Berken, a sixth round selection in the 2006 June draft from Clemson University, has quickly risen through the ranks of the organization, including skipping low-A Delmarva, and some of his biggest improvements have come in the past couple of seasons. In Norfolk this year, Berken has gone 2-0 with a 1.05 ERA in 25.2 innings over five starts. He did not allow a run until his fourth outing.
He got off to a rough start in Bowie and said Larry McCall, Baysox pitching coach, had him working on his mechanics, specifically, repeating his delivery. Since then, he has been reunited with former Baysox pitching coach, and current Norfolk Tides pitching coach, Mike Griffin.
"[Griffin] is the main reason why I've had success the past couple of years," Berken said in a phone interview Saturday. "More so than anything, the mental approach to the game is what he's helped me out with. There's a lot of things I haven't really thought about in the past, or things that I'm focusing on now."
As for the success on the mound, after finding a comfortable delivery, Berken attributes his success to upgrading his command.
"My two-seam [fastball] command has been a lot better last year and this year, and I think I've finally got that trust where I can throw it behind in the count," Berken explained. "Early on last year and the year before, if I fell behind 2-0 or 2-1 I'd go straight to the 4-seam fastball just hoping to get a strike."
"The biggest thing has been the command of the two-seam, my command has been a lot better and I finally got the trust in that pitch where I can throw it pretty much anytime I want in any count."
Berken would not take all the credit for success in Norfolk; he did say that it helps when he has a defense as good as the one in Norfolk behind him, allowing him to pitch more to contact. Since his promotion to Triple-A, his strikeout rate of 5.6 K/9 IP has been the lowest of his career, but he has struck out more batters than innings pitched in his last two starts.
"My last start my slider came around a lot better," Berken said. "I actually changed the grip on it a little bit, and I think that last outing was probably the best my slider has been in a long time."
While one start is not enough for a trend, a good slider will go a long way to compliment his arsenal at the next level.
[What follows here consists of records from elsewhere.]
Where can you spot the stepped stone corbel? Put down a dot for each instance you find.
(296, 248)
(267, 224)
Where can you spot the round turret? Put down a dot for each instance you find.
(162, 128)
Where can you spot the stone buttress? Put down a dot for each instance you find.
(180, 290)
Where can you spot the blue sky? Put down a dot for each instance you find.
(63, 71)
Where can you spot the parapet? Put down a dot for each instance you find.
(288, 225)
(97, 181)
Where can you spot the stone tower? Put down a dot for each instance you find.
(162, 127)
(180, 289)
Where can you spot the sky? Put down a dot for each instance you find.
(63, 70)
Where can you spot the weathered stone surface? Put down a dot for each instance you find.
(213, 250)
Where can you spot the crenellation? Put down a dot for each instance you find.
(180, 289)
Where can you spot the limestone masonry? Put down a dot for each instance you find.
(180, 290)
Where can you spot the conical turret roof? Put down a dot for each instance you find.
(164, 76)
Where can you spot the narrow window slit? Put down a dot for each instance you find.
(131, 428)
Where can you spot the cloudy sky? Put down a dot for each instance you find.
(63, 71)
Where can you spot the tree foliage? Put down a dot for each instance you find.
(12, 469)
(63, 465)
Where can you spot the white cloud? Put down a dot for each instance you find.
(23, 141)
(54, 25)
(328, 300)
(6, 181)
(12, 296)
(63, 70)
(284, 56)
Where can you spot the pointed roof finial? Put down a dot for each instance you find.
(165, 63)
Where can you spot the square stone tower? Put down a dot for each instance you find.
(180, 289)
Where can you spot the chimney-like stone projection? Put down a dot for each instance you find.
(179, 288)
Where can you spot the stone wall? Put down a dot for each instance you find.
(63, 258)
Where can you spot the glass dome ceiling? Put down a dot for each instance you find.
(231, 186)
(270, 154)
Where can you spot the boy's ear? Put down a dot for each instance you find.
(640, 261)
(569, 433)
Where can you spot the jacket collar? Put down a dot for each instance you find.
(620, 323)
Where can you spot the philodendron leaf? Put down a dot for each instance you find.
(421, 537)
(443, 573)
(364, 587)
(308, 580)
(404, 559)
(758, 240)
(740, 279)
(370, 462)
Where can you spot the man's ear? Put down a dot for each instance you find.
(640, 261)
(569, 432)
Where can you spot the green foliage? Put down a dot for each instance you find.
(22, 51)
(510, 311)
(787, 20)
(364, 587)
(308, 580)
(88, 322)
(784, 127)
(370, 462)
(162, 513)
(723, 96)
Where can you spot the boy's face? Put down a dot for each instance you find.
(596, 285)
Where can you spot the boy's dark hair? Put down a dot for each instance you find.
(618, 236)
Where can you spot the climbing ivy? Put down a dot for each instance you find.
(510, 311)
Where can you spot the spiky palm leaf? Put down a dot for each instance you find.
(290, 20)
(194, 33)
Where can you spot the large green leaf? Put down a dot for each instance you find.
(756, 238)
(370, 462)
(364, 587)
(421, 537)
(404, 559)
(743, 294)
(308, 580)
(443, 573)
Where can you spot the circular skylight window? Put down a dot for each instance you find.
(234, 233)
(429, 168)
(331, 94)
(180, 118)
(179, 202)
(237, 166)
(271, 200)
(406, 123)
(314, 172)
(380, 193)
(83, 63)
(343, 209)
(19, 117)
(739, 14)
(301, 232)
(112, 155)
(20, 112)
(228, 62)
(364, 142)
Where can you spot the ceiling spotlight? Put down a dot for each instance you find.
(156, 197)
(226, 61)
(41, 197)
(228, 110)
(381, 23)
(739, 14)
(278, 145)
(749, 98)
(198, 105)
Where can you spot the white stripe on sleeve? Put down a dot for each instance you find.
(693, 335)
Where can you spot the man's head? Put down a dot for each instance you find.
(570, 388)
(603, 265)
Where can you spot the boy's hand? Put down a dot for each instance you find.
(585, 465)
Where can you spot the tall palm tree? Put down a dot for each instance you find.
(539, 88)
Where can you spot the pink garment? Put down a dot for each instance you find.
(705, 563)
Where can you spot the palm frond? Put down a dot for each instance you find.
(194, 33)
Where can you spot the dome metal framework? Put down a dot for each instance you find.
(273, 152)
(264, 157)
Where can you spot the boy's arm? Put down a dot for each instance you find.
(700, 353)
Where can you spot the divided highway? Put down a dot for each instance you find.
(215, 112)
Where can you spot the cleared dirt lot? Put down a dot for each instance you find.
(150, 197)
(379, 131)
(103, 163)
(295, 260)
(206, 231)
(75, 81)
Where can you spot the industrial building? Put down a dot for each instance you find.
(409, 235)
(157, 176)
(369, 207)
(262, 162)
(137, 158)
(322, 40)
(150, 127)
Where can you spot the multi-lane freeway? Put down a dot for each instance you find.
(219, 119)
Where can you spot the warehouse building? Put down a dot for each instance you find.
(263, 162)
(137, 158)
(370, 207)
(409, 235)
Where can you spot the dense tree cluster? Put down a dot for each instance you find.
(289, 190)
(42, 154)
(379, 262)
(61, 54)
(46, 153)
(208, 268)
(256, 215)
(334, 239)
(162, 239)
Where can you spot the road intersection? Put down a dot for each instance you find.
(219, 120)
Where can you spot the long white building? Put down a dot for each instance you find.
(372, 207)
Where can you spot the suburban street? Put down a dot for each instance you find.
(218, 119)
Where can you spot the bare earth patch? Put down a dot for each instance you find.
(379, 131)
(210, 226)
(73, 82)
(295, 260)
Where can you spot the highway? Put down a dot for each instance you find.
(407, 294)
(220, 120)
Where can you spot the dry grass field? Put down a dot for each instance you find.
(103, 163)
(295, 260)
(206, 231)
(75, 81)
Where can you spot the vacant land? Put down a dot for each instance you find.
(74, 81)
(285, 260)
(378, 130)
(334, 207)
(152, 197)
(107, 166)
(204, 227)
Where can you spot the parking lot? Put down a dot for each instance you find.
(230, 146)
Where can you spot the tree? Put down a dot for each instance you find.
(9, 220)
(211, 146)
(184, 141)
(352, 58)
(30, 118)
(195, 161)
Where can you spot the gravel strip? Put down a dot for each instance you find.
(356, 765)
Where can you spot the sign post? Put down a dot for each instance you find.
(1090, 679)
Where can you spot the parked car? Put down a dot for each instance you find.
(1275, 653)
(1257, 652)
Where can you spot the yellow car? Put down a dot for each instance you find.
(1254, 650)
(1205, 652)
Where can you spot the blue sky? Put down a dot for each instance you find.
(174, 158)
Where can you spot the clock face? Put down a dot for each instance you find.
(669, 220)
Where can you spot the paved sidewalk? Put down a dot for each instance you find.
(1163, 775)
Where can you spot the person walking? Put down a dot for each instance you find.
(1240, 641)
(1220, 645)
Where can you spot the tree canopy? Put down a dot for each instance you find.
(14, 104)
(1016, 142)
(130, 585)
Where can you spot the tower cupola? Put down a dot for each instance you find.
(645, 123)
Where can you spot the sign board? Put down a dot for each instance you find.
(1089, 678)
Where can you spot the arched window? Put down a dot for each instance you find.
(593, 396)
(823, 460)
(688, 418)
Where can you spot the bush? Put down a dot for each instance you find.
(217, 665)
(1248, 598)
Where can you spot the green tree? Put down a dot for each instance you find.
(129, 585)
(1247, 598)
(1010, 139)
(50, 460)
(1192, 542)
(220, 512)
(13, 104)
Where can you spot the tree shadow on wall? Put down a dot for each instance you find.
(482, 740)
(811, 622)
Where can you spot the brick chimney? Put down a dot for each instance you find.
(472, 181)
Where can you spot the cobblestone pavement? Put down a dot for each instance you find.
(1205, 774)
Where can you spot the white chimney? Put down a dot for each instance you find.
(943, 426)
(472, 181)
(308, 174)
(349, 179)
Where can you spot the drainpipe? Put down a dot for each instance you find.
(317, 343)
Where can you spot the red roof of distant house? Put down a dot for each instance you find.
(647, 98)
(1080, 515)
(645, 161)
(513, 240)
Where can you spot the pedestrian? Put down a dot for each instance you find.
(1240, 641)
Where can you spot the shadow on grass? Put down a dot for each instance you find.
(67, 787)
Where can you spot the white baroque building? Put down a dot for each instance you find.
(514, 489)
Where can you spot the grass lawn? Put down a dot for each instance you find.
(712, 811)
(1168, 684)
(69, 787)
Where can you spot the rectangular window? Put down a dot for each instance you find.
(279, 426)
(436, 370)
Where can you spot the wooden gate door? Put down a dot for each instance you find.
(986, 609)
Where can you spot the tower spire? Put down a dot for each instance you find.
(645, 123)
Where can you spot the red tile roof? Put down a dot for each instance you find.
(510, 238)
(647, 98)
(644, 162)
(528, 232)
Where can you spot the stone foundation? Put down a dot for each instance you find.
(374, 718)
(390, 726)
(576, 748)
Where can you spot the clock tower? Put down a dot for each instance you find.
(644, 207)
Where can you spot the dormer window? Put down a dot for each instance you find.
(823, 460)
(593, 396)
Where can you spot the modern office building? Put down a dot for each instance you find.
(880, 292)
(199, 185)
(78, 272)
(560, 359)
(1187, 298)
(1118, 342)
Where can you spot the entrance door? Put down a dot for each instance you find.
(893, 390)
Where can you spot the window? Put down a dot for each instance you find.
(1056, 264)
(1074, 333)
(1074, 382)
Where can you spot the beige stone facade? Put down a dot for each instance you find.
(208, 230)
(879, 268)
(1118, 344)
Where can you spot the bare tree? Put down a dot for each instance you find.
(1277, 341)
Berken can get his 4-seam fastball up into the mid 90's, but he is at his best when he sacrifices a little velocity for early swings and outs with the 2-seamer. Berken has only walked six batters in 25.2 innings for a 2.1 BB/9 IP ratio, the best he has been since his professional debut in Aberdeen in 2006 (1.0 BB/9 IP).
Berken is the second homegrown starter to make it to the big leagues this season, behind Brad Bergesen who was selected in the fourth round of the 2004 June draft. It is no coincidence that two of the better strike-throwers in the system have made it to the majors before others. Baltimore led the league in walks surrendered in 2007 and 2008 by a wide margin both seasons. So far, in 2009, only six teams have walked fewer batters than the Orioles.
The first two Orioles rookie starters, Koji Uehara and Brad Bergesen, earned wins in their debuts, but Berken's will not be easy against Toronto. He is facing the team that leads the American League with a .284 average and is fifth in the majors with 245 runs scored, despite their recent slump. But, now, with the ball in his hand, Berken will be in control.
"The thing that I've learned over the last couple of years is you can't focus on things out of your control," he said. "My first start in Frederick [in 2007], I was so worried about doing well, I had to do this, I had to do that or else I'd get sent down, and it really worked against me."
While Berken talked to ITO before finding out who was going to get the start in Baltimore, his strategy will likely remain the same in Baltimore as it was in Norfolk:
"I'm just looking to go out there and keep throwing the ball well and just keep giving the team a chance to win when I pitch," Berken said.
Tuesday, that team will be the Orioles instead of the Tides.